It is often said it is better to travel than arrive, and I must say that not having tickets for Scotland's European Championship games in Germany, I was happy to land in Bern and not Berlin.

The fact that Scotland were due to play Switzerland in the tournament was not a happy coincidence. I used to live in the Swiss capital, and I timed my annual pilgrimage so I could take in the big game – on TV.

Had I had tickets, I would not have moved to the country where the competition was being played. Rather I would have mounted raids to Cologne and Stuttgart and returned to my second home before the dust settled.
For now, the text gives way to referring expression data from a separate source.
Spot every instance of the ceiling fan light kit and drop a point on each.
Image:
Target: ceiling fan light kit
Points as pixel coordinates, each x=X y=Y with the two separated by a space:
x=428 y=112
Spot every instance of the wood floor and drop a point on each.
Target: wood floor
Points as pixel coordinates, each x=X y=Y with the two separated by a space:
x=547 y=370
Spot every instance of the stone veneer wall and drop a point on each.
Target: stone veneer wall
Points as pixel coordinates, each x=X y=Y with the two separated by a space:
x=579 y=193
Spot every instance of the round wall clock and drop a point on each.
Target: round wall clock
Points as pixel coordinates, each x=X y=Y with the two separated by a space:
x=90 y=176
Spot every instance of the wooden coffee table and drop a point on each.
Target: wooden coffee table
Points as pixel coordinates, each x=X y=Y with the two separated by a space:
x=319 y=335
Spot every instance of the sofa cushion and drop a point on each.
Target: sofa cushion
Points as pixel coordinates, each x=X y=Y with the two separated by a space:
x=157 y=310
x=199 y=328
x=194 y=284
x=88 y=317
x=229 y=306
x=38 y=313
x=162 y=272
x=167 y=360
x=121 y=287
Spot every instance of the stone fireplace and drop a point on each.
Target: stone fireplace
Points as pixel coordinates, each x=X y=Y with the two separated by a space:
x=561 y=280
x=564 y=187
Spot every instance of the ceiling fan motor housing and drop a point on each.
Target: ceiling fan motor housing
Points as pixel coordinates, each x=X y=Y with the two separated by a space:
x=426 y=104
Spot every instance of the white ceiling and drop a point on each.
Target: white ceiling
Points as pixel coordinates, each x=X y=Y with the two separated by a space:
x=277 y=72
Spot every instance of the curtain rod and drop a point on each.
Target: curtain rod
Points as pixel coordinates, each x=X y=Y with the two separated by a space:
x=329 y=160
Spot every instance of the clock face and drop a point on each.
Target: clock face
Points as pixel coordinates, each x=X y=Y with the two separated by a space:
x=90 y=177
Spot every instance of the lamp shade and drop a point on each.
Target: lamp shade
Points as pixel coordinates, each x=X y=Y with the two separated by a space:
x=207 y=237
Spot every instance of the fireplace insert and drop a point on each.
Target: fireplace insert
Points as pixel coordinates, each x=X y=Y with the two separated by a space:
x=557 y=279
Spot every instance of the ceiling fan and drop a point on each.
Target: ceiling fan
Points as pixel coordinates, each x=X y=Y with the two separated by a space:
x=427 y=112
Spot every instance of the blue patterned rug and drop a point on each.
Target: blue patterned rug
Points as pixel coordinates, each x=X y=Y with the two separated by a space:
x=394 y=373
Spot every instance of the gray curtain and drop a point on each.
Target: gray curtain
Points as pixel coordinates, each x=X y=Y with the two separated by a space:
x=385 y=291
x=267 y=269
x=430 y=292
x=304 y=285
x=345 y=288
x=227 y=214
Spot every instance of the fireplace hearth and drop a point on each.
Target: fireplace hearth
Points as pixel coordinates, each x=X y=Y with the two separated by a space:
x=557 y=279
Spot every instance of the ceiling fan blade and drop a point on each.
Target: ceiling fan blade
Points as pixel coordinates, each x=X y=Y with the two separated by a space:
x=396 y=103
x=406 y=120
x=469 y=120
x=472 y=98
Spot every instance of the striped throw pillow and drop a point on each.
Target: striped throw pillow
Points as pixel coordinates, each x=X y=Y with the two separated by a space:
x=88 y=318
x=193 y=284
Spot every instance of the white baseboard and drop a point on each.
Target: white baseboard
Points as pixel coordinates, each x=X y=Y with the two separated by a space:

Events forced my hand, and I am glad they did.

Scotland played the opening game of the tournament against the hosts, and it might be an understatement to conclude that just as I didn't turn up, neither did the Scottish players.

Some may say Scotland played the occasion rather than the game. If I'm being honest, I don't think they played either.

The next tie was the crunch match between Scotland and Switzerland and I duly donned my old Scotland top and walked from my hotel to the pub where my Swiss pals and I were due to watch events. I took a selfie en route and sent it to a pal back in the 'burgh, a veteran of the tedious Celtic/Rangers Irish history imbroglio.

"Watch you don't get chibbed by Swiss fans," he cautioned. I smiled. Bern is not the kind of place which is home to football hooligans, far less Bloods or Crips, and if I encountered any Swiss fans, and I did, they were more likely to give me a 'Hopp!' and a round of applause. And then came the game, which as ever, spoiled everything.

Switzerland were up and coming in the tournament and we were already jaded by the 5-1 reaming from Germany. We started brightly enough but eventually capitulated to the Swiss, better known for neutrality than us.

But it was OK. Far from licking their wounds as team and tournament imploded around them, the Scots fans gave a good account of themselves.

And after decades of following the national team myself, two World Cups and one European Championship, I have had more than enough of this vapid 'no Scotland, no party,' trope.

We have long since departed the stage and the fans of those teams still on it seem to be partying quite happily, thank you.

We need to change our vibe. We need to be a country like, say, Switzerland, with loyal fans who follow a team which can put others to the sword, advance in tournaments and be known for this instead of alcohol consumption and being handy with face paint.

Show me fans who are good losers and I will show you fans of losers.